Sarah Hackenbract, CEO of the Greater Dayton Area Hospital Association, which is monitoring bed capacity, said the reason that the data doesn’t just monitor Montgomery County ICU bed capacity, but rather the region’s capacity, is because during emergencies situations hospitals coordinate together to meet the capacity needs.
Hackenbract said when hospitals are operating efficiently in normal times, they are often at the 75-85% mark. The 20% benchmark for COVID-19 patients is because they are often hospitalized for longer periods of time than other patients and Hackenbracht said it is important to distinguish between patients.
“We need our hospitals to have a certain number of patients in them for all of the machines, equipment and staff to be used efficiently all across that large organization,” she said.
Summary of Ohio Public Health Advisory Alert System 7 indicators
When determining whether a county is a level one, two, three or four alert, the system looks at how many of the following seven indicators counties meet:
New cases per capita: Flagged if greater than 50 cases per 100,000 residents over the last two weeks. Allows for counties with different population sizes to be appropriately compared.
Sustained increase in new COVID-19 hospital admissions: Flagged if increasing trend of at least 5 consecutive days in overall cases by onset date over the last 3 weeks. Reflects disease spread in the population.
High proportion of cases that aren’t congregate cases: Flagged if proportion of cases that are not in a congregate setting goes over 50% in at least one of the last 3 weeks.
Sustained increase in emergency visits for COVID-like illness: Flagged if increasing trend of at least 5 consecutive days in the number of visits to the emergency department with COVID-like illness or a diagnosis over the last 3 weeks.

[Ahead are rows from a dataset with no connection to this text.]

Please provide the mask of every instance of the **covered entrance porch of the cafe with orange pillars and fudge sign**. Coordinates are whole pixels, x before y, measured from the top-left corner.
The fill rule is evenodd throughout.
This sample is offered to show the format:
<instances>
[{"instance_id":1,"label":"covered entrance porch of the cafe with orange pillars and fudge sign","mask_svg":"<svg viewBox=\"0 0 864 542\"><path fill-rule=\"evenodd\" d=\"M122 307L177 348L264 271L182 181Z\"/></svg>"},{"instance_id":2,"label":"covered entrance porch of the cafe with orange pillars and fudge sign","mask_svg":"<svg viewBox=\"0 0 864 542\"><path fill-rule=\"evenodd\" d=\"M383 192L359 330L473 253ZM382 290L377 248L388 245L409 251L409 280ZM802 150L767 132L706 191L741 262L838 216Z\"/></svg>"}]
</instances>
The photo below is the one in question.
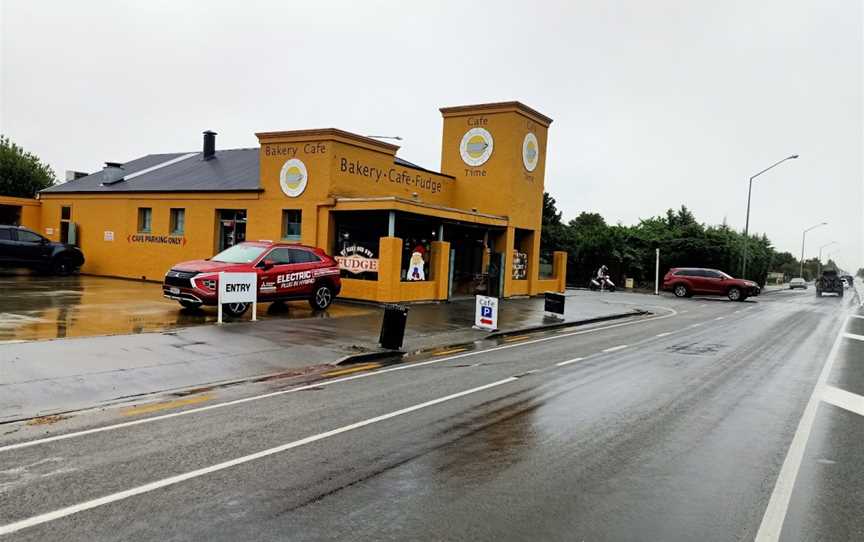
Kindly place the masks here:
<instances>
[{"instance_id":1,"label":"covered entrance porch of the cafe with orange pillars and fudge sign","mask_svg":"<svg viewBox=\"0 0 864 542\"><path fill-rule=\"evenodd\" d=\"M477 294L508 297L514 295L511 285L528 294L540 286L524 275L521 282L513 280L511 268L527 237L517 235L506 217L396 197L336 198L328 207L319 221L326 241L319 243L342 264L342 297L446 301ZM527 258L532 250L524 252ZM536 274L534 266L530 269ZM546 282L559 289L557 281Z\"/></svg>"}]
</instances>

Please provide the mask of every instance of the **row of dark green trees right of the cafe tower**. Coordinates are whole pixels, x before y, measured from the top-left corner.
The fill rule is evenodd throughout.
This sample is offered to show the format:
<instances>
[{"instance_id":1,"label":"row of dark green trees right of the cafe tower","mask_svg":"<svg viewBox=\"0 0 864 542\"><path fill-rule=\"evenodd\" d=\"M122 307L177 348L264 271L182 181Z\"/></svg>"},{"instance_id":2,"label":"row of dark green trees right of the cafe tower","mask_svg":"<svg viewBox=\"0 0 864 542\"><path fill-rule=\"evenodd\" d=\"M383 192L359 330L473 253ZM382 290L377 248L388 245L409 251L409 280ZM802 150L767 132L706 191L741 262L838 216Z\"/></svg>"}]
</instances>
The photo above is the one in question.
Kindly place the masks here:
<instances>
[{"instance_id":1,"label":"row of dark green trees right of the cafe tower","mask_svg":"<svg viewBox=\"0 0 864 542\"><path fill-rule=\"evenodd\" d=\"M637 287L653 288L658 248L661 278L670 267L710 267L738 276L743 246L741 232L726 224L699 222L683 205L633 226L607 224L601 215L589 212L565 223L555 198L543 195L541 251L567 251L567 283L571 285L584 286L605 264L616 283L623 286L625 278L632 278ZM751 235L748 252L744 278L765 284L769 272L783 273L786 280L799 276L798 259L774 250L765 235ZM815 278L818 266L816 258L805 261L804 278Z\"/></svg>"}]
</instances>

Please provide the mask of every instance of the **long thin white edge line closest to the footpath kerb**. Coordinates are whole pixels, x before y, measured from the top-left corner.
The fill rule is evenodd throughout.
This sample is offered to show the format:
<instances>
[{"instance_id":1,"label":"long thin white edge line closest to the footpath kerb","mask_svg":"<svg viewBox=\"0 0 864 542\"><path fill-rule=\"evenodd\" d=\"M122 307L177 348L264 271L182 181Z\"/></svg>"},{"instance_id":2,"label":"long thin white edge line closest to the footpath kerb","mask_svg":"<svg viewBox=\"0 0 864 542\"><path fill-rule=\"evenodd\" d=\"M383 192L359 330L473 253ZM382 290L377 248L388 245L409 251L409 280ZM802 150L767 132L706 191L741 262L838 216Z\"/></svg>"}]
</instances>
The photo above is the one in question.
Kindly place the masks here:
<instances>
[{"instance_id":1,"label":"long thin white edge line closest to the footpath kerb","mask_svg":"<svg viewBox=\"0 0 864 542\"><path fill-rule=\"evenodd\" d=\"M672 309L669 307L664 307L663 309L671 311L671 312L669 314L664 314L663 316L645 318L644 320L635 320L632 322L623 322L620 324L612 324L612 325L603 326L603 327L583 329L581 331L574 331L572 333L567 333L567 334L562 333L561 335L554 335L551 337L541 337L539 339L533 339L530 341L522 341L522 342L513 343L513 344L495 346L492 348L487 348L486 350L475 350L475 351L471 351L471 352L465 352L464 354L456 354L454 356L448 356L448 357L444 357L444 358L436 358L436 359L432 359L429 361L422 361L422 362L417 362L417 363L407 363L405 365L399 365L396 367L389 367L386 369L379 369L377 371L370 371L367 373L359 373L356 375L346 376L346 377L342 377L342 378L334 378L333 380L326 380L324 382L314 382L314 383L308 384L306 386L300 386L299 388L291 388L291 389L287 389L287 390L274 391L274 392L270 392L270 393L264 393L261 395L255 395L252 397L244 397L243 399L234 399L232 401L226 401L224 403L216 403L213 405L207 405L207 406L198 407L198 408L190 408L188 410L182 410L180 412L172 412L170 414L162 414L159 416L152 416L150 418L142 418L140 420L133 420L133 421L129 421L129 422L117 423L114 425L106 425L103 427L96 427L93 429L84 429L82 431L75 431L72 433L64 433L62 435L54 435L52 437L45 437L45 438L36 439L36 440L19 442L17 444L9 444L6 446L0 446L0 452L7 452L7 451L11 451L11 450L18 450L21 448L28 448L30 446L37 446L40 444L47 444L49 442L56 442L58 440L66 440L66 439L81 437L81 436L85 436L85 435L92 435L95 433L102 433L104 431L113 431L115 429L122 429L125 427L132 427L135 425L141 425L141 424L145 424L145 423L152 423L152 422L157 422L157 421L161 421L161 420L167 420L169 418L177 418L180 416L187 416L190 414L198 414L199 412L206 412L208 410L215 410L217 408L224 408L224 407L228 407L228 406L234 406L234 405L239 405L239 404L243 404L243 403L249 403L251 401L258 401L261 399L278 397L280 395L286 395L289 393L296 393L298 391L322 388L324 386L331 386L333 384L341 384L343 382L349 382L351 380L357 380L360 378L369 378L372 376L390 373L393 371L403 371L406 369L413 369L415 367L423 367L426 365L431 365L433 363L441 363L442 361L450 361L450 360L460 359L460 358L464 358L464 357L468 357L468 356L476 356L479 354L488 354L490 352L495 352L498 350L507 350L509 348L520 348L520 347L523 347L523 346L526 346L529 344L536 344L536 343L551 341L551 340L555 340L555 339L563 339L566 337L574 337L576 335L584 335L586 333L596 333L598 331L605 331L607 329L632 326L634 324L642 324L645 322L652 322L655 320L665 320L666 318L672 318L673 316L678 315L678 311L676 311L675 309Z\"/></svg>"}]
</instances>

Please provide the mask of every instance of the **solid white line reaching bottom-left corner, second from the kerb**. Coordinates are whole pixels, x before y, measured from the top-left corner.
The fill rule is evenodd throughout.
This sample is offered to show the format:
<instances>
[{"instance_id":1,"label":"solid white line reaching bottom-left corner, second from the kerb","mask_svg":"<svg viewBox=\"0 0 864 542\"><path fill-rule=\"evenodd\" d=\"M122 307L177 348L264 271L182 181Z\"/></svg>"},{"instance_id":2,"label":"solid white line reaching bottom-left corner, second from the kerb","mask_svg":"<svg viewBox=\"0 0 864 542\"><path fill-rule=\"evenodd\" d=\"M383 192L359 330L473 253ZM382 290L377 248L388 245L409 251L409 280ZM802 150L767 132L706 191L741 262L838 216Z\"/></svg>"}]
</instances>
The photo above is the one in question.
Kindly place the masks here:
<instances>
[{"instance_id":1,"label":"solid white line reaching bottom-left corner, second from the kerb","mask_svg":"<svg viewBox=\"0 0 864 542\"><path fill-rule=\"evenodd\" d=\"M250 461L255 461L257 459L262 459L264 457L278 454L280 452L285 452L287 450L291 450L292 448L299 448L300 446L304 446L306 444L311 444L313 442L317 442L319 440L324 440L326 438L339 435L341 433L346 433L348 431L353 431L354 429L359 429L361 427L365 427L367 425L372 425L374 423L383 422L385 420L389 420L391 418L395 418L397 416L402 416L405 414L409 414L411 412L415 412L417 410L428 408L430 406L441 404L445 401L451 401L453 399L458 399L460 397L465 397L466 395L471 395L473 393L485 391L497 386L501 386L503 384L509 384L510 382L515 382L518 380L516 377L509 377L503 380L498 380L496 382L492 382L490 384L485 384L483 386L478 386L476 388L471 388L470 390L461 391L459 393L454 393L452 395L447 395L446 397L439 397L438 399L433 399L431 401L426 401L425 403L420 403L417 405L413 405L407 408L403 408L400 410L394 410L393 412L389 412L387 414L382 414L381 416L376 416L374 418L367 418L365 420L355 422L349 425L344 425L337 429L333 429L330 431L325 431L324 433L318 433L317 435L312 435L300 440L295 440L293 442L289 442L287 444L282 444L281 446L276 446L275 448L269 448L267 450L262 450L260 452L256 452L254 454L245 455L242 457L238 457L235 459L231 459L229 461L225 461L222 463L217 463L216 465L211 465L209 467L204 467L201 469L196 469L193 471L189 471L183 474L178 474L176 476L171 476L169 478L163 478L162 480L157 480L155 482L150 482L149 484L144 484L142 486L134 487L132 489L127 489L125 491L120 491L117 493L112 493L110 495L105 495L103 497L99 497L98 499L93 499L90 501L85 501L82 503L78 503L72 506L67 506L65 508L60 508L58 510L54 510L53 512L47 512L45 514L39 514L38 516L29 517L26 519L22 519L20 521L16 521L13 523L9 523L8 525L0 525L0 535L11 534L23 529L27 529L29 527L35 527L36 525L40 525L42 523L47 523L49 521L54 521L56 519L64 518L67 516L71 516L73 514L77 514L78 512L83 512L85 510L90 510L92 508L97 508L99 506L104 506L106 504L111 504L117 501L121 501L124 499L128 499L129 497L134 497L136 495L141 495L143 493L148 493L150 491L154 491L156 489L160 489L163 487L172 486L175 484L179 484L180 482L185 482L186 480L191 480L193 478L198 478L200 476L204 476L205 474L210 474L213 472L225 470L231 467L235 467L237 465L242 465L243 463L248 463Z\"/></svg>"}]
</instances>

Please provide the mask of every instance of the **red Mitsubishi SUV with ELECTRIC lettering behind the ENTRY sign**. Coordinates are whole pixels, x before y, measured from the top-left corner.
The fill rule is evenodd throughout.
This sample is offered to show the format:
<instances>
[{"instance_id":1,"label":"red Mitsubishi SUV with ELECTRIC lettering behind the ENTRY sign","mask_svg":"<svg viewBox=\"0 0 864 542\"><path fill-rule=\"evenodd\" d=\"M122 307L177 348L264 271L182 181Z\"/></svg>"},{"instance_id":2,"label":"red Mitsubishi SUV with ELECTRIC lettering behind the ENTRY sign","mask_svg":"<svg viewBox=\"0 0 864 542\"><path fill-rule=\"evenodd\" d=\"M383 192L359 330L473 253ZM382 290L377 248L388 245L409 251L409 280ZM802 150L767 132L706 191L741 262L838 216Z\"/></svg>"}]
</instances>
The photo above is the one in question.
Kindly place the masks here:
<instances>
[{"instance_id":1,"label":"red Mitsubishi SUV with ELECTRIC lettering behind the ENTRY sign","mask_svg":"<svg viewBox=\"0 0 864 542\"><path fill-rule=\"evenodd\" d=\"M339 264L323 250L271 241L234 245L207 260L181 262L165 274L162 292L185 308L217 304L219 272L258 273L258 301L307 299L323 310L339 295ZM223 310L240 316L248 303L226 303Z\"/></svg>"}]
</instances>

Sustained increase in outpatient visits: Flagged if increasing trend of at least 5 consecutive days in the number of people going to a health care provider with COVID symptoms who then receive a COVID confirmed or suspected diagnosis over the last 3 weeks.
Sustained increase in new COVID-19 hospital admissions: Flagged if increasing trend of at least 5 consecutive days in the number of new hospitalizations due to COVID over the last 3 weeks.
ICU bed occupancy: Flagged if percentage of the occupied ICU beds in each region goes above 80% for at least three days in the last week, and more than 20% of ICU beds are being used for COVID-19 positive patients for at least three days in the last week.